Torval se raidit. L’ignorant, Rand traça du bout d’un doigt des lignes sur la carte. La pointe d’Arran et la cité d’Illian étaient séparées par une vaste étendue d’eau – les abysses de Kabal – réputée, son nom l’indiquait, pour être très profonde. Selon les capitaines de bateaux illianiens, à moins d’un quart de lieue de la côte, les plus longues sondes à main ne parvenaient pas à toucher le fond. Et les déferlantes qui venaient se briser sur les rochers pouvaient sur leur passage renverser n’importe quel navire. Avec les conditions climatiques actuelles, ces tempêtes seraient encore pires…
Contourner les abysses de Kabal impliquait un détour de cent bonnes lieues, même en empruntant le chemin le plus court – et pas nécessairement le plus facile. Mais s’ils partaient de la pointe d’Arran, les Seanchaniens pourraient néanmoins atteindre la frontière en deux semaines, même avec les orages. Et peut-être un peu plus vite, s’ils avaient de la chance…

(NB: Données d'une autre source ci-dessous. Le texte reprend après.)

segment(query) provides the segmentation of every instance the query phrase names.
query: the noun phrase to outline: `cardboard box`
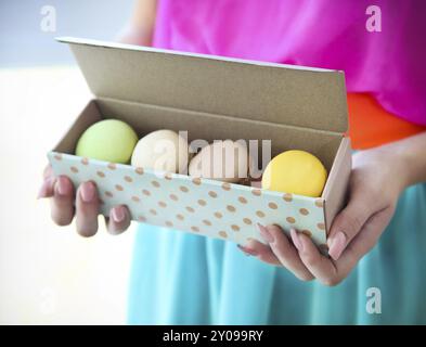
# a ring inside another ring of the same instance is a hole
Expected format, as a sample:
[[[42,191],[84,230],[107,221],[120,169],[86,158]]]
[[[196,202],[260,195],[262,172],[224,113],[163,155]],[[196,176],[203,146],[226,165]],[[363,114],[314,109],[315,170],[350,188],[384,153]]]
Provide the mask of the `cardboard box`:
[[[102,214],[125,204],[132,219],[244,244],[256,223],[295,227],[326,250],[326,231],[345,202],[351,169],[344,73],[62,38],[94,94],[49,160],[76,187],[96,183]],[[72,95],[70,95],[72,97]],[[103,118],[140,137],[188,130],[189,141],[272,140],[317,155],[328,171],[321,197],[153,172],[74,155],[80,134]]]

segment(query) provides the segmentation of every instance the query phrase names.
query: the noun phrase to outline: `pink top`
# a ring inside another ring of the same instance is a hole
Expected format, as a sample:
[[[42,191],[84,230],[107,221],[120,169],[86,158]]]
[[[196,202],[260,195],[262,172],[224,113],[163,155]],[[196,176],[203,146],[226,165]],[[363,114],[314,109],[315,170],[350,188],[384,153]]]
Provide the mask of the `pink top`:
[[[349,92],[426,125],[425,36],[422,0],[159,0],[154,46],[341,69]]]

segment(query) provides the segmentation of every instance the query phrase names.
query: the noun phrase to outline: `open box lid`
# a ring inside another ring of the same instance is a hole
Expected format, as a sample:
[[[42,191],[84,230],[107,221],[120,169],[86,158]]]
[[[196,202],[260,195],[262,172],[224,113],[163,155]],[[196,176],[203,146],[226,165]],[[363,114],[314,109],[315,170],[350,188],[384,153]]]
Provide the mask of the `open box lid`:
[[[343,133],[343,72],[59,38],[92,93],[166,107]]]

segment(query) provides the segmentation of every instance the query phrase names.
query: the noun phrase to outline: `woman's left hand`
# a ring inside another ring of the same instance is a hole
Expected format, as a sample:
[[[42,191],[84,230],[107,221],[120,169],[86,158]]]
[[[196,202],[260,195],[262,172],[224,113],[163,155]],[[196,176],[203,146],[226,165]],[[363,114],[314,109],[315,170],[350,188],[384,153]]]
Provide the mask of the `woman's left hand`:
[[[301,280],[318,279],[325,285],[336,285],[374,247],[389,223],[406,185],[405,170],[404,163],[386,146],[353,155],[349,202],[330,230],[330,257],[323,256],[304,233],[291,230],[292,243],[276,226],[258,224],[267,244],[251,240],[241,248],[262,261],[287,268]]]

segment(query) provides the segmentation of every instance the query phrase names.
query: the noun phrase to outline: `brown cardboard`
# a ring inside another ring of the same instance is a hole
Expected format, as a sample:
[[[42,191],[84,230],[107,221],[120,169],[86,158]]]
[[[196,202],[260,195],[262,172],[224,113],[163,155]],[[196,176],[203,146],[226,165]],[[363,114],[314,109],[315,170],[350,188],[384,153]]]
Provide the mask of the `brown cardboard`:
[[[298,149],[330,172],[322,197],[326,230],[345,204],[350,140],[339,72],[192,55],[130,46],[70,43],[96,98],[54,149],[74,154],[80,134],[102,118],[130,124],[139,137],[188,130],[189,140],[272,140],[272,156]],[[313,200],[312,200],[313,201]]]
[[[69,43],[98,98],[339,133],[348,128],[341,72],[60,40]]]

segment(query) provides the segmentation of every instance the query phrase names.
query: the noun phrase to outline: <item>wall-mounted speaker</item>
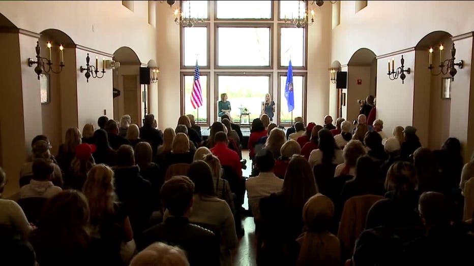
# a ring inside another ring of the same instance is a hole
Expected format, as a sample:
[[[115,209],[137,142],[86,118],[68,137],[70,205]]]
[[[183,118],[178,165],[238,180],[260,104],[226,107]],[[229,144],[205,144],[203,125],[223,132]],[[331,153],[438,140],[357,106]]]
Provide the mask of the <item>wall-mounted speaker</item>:
[[[140,84],[150,85],[150,68],[140,68]]]
[[[336,88],[347,88],[347,72],[346,71],[339,71],[337,72],[336,76]]]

Rand préférait les affronter sur un terrain qu’il avait choisi, et non là où ils le décideraient. Son index glissa le long de la côte sud de l’Altara, sur les monts Venir, qui finissaient par se transformer en collines à une courte distance d’Ebou Dar. Cinq cents hommes ici, mille autres là… Une série de colliers de perles ayant la chaîne de montagnes pour écrin. Un assaut massif pouvait les renvoyer vers Ebou Dar, mais on aurait aussi l’option de les clouer sur place tandis qu’ils tenteraient de comprendre ce que préparait Rand. Ou…
— Il y a autre chose, dit Morr, son débit s’accélérant de nouveau. On m’a parlé d’une arme utilisée par les Aes Sedai… J’ai découvert l’endroit où on s’en est servi, à quelques lieues de la ville. Le sol était calciné sur une bande large d’environ trois cents pieds et des vergers dévastés se dressaient tout autour. Le sable était comme… vitrifié. Là-bas, le saidin était pire…
Torval eut un geste agacé.
— Quand la ville est tombée, il pouvait y avoir des Aes Sedai dans les environs, non ? À moins que les Seanchaniens soient responsables de ce désastre. Une seule sœur avec un angreal pourrait…
— Morr, coupa Rand sans ménagement, que veux-tu dire par « le saidin était pire » ?
Dashiva sursauta, regarda bizarrement le jeune Asha’man, puis tendit un bras comme s’il voulait l’attraper. Rand l’écarta sans douceur.
— Que veux-tu dire, Morr ?
Le jeune homme hésita, son pouce descendant et remontant le long de la poignée de son épée. Quelque chose en lui semblait sur le point d’exploser, et il transpirait, à présent.
— Eh bien… Le saidin était étrange… Pire à cet endroit précis, mais étrange – je le sentais sans peine – tout autour d’Ebou Dar. Et même à vingt lieues de distance… J’ai dû le combattre, mais ce n’était pas comme d’habitude. On eût dit qu’il était vivant. Parfois… Comment dire ? Par moments, il ne m’obéissait pas, faisant autre chose que ce que je voulais. Oui, c’est ça ! Et je ne suis pas fou ! Il ne m’obéissait pas !
Des bourrasques plus violentes firent trembler les parois de la tente. Alors que Morr se taisait, les clochettes de Narishma tintinnabulèrent, indiquant qu’il venait de bouger la tête.